The National Public Health Emergency Team (NPHET) recommended on Sunday evening that the entire country move to the highest level of restrictions, measures similar to those taken during lockdown in March.

But Prime Minister Micheal Martin announced that from midnight Tuesday, the Irish will no longer have to leave their county of residence. Indoor festive events are canceled, church services will take place online, restaurants can only serve outdoors, and employees are encouraged to come to the office only when “absolutely necessary.”

Similar restrictions are already in place in the capital Dublin and in Donegal County (North West).

“Recent trends in much of the country are very worrying,” Martin commented during a televised intervention. “If we don’t change the course of things, the consequences will be very serious, there is no doubt about it.”

These decisions put the Irish government, which came to power in June, in a difficult position.

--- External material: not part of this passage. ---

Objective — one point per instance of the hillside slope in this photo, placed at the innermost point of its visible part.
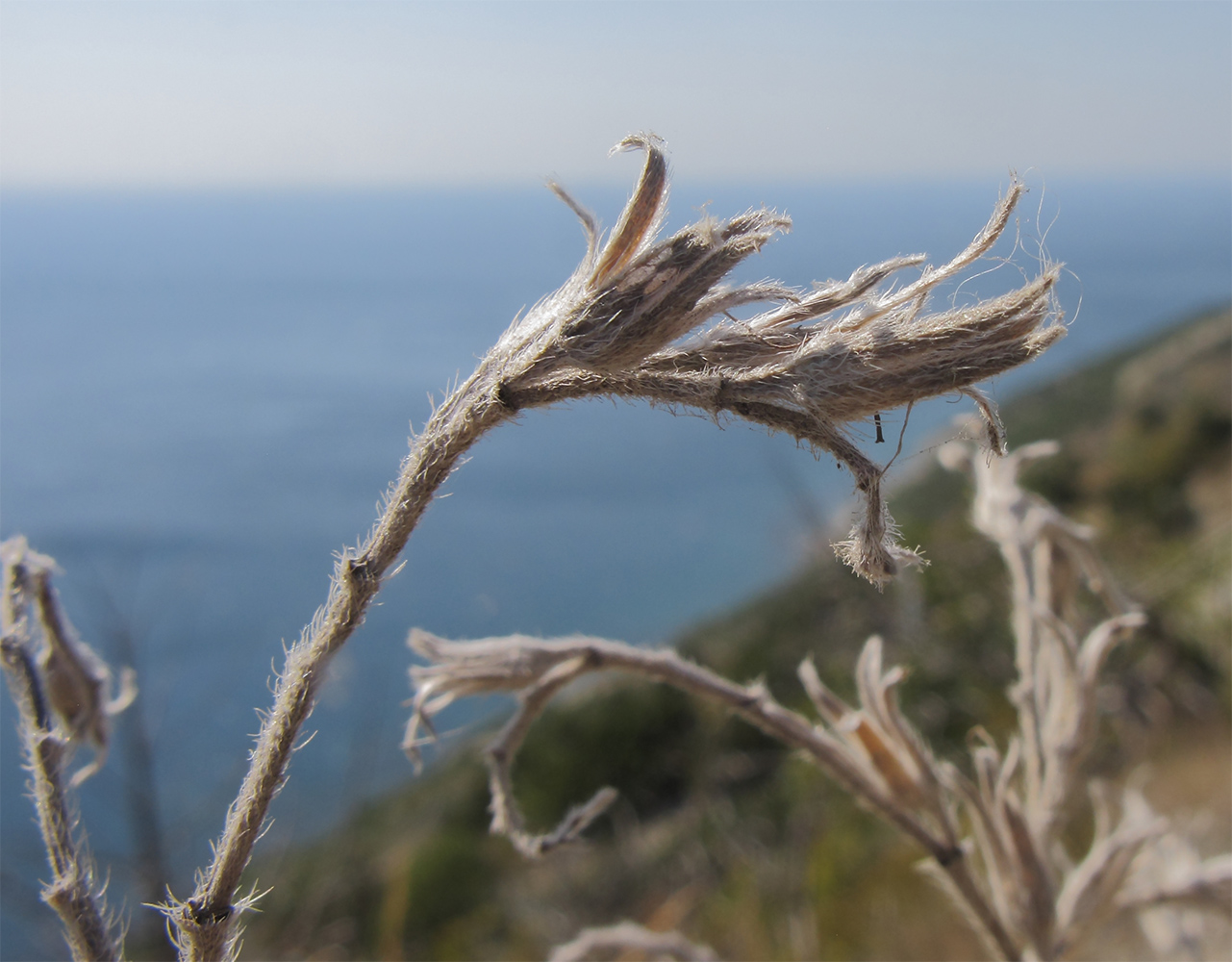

The Irish government has in the past followed health authorities’ recommendations to fight the novel coronavirus, imposing some of the European Union’s toughest international travel restrictions.

But by refusing to put in place new restrictions recommended by scientists, he risks being accused of being responsible for the new infections and deaths that could arise. A new lockdown is a politically difficult decision, unpopular with the public and economically devastating.

Ireland has a lower contamination rate than Israel, the first country to decide on a second lockdown last month, with 38,032 recorded cases, but Dublin has recorded more deaths (1,810), while its population is more low.